European Central Bank chief signals possible July rate hike

AP Photo/Olivier Matthys
European Central Bank President Christine Lagarde enjoys a spray of perfume prior to a meeting of Eurogroup Finance Ministers at the European Council building in Brussels, Monday, May 23, 2022.

FRANKFURT, Germany (AP) — The president of the European Central Bank on Monday gave the clearest sign yet that policymakers will aim to raise interest rates as soon as July to ease surging inflation.

In a blog post on the Frankfurt, Germany-based bank’s website, President Christine Lagarde said she expects asset purchases that buoy the economy would end “very early in the third quarter.”

“This would allow us a rate lift-off at our meeting in July, in line with our forward guidance,” she wrote. “Based on the current outlook, we are likely to be in a position to exit negative interest rates by the end of the third quarter.”

The central bank for the 19 countries that use the euro currency has trailed others around the world in interest rate hikes meant to combat inflation. Consumer prices rose as countries rebounded from the COVID-19 pandemic and then got worse as Russia’s war in Ukraine drove energy and food costs even higher and further squeezed supply chains.

The eurozone saw consumer prices climb to 7.4% last month, compared with a year ago. Energy prices were driving inflation in Europe, which is heavily reliant on Russian oil and natural gas. It’s led to everything from more expensive utility bills and trips to the grocery store to the halt of public works projects in Italy.

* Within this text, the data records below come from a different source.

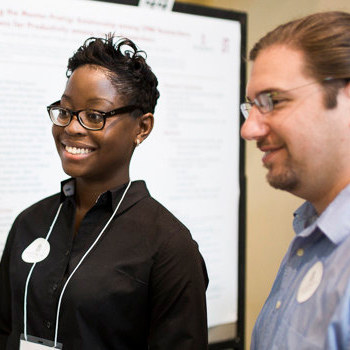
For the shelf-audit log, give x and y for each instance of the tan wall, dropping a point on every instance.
(269, 212)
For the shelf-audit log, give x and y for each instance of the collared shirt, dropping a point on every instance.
(309, 305)
(141, 287)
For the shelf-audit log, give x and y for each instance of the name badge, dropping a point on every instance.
(37, 251)
(35, 343)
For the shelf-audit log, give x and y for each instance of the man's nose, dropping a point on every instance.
(255, 126)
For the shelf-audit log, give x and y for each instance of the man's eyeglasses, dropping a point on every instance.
(266, 101)
(88, 118)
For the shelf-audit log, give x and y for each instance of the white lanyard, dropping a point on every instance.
(70, 276)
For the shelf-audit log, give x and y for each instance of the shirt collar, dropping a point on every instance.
(136, 192)
(334, 221)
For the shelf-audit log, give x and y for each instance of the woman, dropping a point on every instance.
(102, 265)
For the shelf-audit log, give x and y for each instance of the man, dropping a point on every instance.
(298, 112)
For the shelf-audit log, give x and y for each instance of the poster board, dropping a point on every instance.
(192, 162)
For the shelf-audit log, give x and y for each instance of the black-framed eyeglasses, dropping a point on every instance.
(88, 118)
(266, 101)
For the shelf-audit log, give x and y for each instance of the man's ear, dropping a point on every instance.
(145, 126)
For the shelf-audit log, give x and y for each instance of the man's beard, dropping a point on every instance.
(286, 179)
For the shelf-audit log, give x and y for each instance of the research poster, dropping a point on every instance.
(190, 162)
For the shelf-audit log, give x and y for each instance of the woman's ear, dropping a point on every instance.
(145, 126)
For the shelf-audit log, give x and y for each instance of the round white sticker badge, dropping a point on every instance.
(310, 282)
(37, 251)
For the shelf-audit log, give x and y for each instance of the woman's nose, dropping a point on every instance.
(74, 127)
(255, 126)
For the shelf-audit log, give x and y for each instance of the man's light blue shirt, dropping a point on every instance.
(322, 321)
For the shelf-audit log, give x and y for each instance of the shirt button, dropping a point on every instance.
(300, 252)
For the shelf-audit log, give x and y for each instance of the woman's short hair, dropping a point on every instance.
(125, 66)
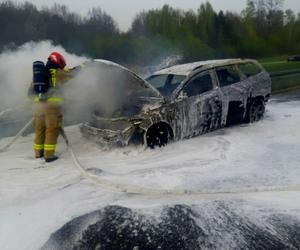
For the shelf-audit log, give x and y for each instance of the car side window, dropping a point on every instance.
(249, 69)
(227, 76)
(158, 81)
(198, 85)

The Bank of England has raised is key rate four times since December, with inflation soaring to a four-decade high of 9% last month. The U.S. Federal Reserve hiked its key rate this month to ease inflation running close to a 40-year high of 8.3% and expects more increases in the months ahead.

The Fed has moved more aggressively than the ECB in part because its leaders worry that U.S. inflation has spread more broadly through the economy, while European inflation has still largely been driven by higher energy and food prices stemming from Russia’s invasion of Ukraine. Higher rates can do less to quell inflation driven by those trends.

In Europe, Lagarde said it wasn’t clear if more rate hikes would follow because “supply shocks are raising inflation and slowing growth in the near term,” so the bank would have to closely monitor changing economic conditions.

The European Union’s executive commission slashed its forecasts for economic growth in the 27-nation bloc from 4% this year to 2.7% because of the fallout from the war in Ukraine.

Lagarde also vowed that the ECB would take “whatever steps are needed” to meet the central bank’s medium-term goal of 2% inflation.

The bank has maintained its interest rates at zero or less and kept other market borrowing costs low by purchasing hundreds of billions of euros of assets in financial markets.